Stephen D King on inflation

Earlier this year, Stephen D King published an acclaimed book, We Need to Talk About Inflation, outlining lessons he thought we needed to learn from the surge in prices over recent years. Last week, the HSBC senior economic adviser gave the annual Wincott lecture in London.

In summary, he said inflation was not about to crawl obediently into a box marked “no need to open until 2060”. I caught up with him for lunch earlier this week.

The interview below has been edited for clarity and concision.

Chris Giles: Your book asked us to talk about inflation. Now most people say the devil has been slain. Why is that wrong?

Stephen King: Even now inflation is persistently overshooting targets. The majority of central banks have struggled to get inflation down to 2 per cent and the costs have been very visible in terms of much higher interest rates than anyone could have possibly imagined two or three years ago. Even in the US, which has been one of the most successful in reducing inflation, core inflation there is still higher than it was when Jay Powell talked about inflation being transitory. That was back in August 2021. So, I would say that central banks still have a fight on their hands.

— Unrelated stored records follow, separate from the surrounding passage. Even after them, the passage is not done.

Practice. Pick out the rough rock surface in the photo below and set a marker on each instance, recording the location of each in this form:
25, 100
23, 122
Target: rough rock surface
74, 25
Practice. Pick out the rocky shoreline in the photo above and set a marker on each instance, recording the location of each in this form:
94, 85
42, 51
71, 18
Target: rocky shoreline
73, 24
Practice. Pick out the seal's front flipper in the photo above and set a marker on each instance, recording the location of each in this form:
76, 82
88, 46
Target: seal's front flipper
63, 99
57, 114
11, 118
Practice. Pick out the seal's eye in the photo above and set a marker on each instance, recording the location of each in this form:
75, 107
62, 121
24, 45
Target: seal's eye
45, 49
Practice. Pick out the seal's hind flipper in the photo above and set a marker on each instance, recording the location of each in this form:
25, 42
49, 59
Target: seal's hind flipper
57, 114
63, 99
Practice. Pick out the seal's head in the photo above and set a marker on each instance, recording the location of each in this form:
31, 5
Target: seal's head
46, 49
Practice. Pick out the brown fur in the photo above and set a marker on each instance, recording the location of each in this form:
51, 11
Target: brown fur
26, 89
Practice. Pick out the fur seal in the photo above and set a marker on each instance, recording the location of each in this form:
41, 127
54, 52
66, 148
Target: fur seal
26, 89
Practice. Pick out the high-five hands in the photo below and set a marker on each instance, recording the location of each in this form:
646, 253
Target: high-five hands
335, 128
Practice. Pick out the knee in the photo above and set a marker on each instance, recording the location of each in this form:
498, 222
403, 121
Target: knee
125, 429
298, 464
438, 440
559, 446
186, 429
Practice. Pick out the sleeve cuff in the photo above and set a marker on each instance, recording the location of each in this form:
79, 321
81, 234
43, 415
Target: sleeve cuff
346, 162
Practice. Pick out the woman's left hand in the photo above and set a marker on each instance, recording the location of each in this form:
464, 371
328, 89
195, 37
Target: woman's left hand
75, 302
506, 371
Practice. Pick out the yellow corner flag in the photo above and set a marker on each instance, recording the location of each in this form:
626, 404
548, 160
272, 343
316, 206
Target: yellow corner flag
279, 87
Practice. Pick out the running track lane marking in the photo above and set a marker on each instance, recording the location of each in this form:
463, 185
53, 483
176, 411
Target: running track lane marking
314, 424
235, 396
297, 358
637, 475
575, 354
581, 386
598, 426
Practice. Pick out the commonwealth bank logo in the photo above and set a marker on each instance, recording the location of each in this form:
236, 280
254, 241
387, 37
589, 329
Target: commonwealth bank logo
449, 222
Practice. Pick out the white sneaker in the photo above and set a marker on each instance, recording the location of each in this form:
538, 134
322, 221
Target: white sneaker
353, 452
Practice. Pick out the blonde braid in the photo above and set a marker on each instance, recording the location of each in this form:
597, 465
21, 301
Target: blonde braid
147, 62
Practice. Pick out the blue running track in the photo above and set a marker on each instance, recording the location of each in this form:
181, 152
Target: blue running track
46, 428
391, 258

Chris Giles: What’s causing the stickiness in inflation?

Stephen King: The first thing is very simple — a repeat of the 1970s — which is to say that there was a refusal to admit that inflation was not just being caused by external shocks.

Second, it’s also how you’re perceived to react to those external shocks as a policymaker. If you simply claim that the shocks will come today and be gone tomorrow and you’re quite relaxed about it, there’s a significant risk that inflation will gain a domestic foothold, which is then difficult to get rid of.

The Fed rejected the transitory language quite early on when, in late 2021, Jay Powell said essentially, “OK, we’re going to retire the word transitory”. And ever since then the Fed has given a pretty clear indication of the fight on its hands. But it strikes me that the Bank of England was still using what amounted to transitory language all the way through until the early months of 2023. And with UK wage growth running at almost 8 per cent a year with zero productivity growth, there’s no way that can be possibly consistent with an easy return to the inflation target.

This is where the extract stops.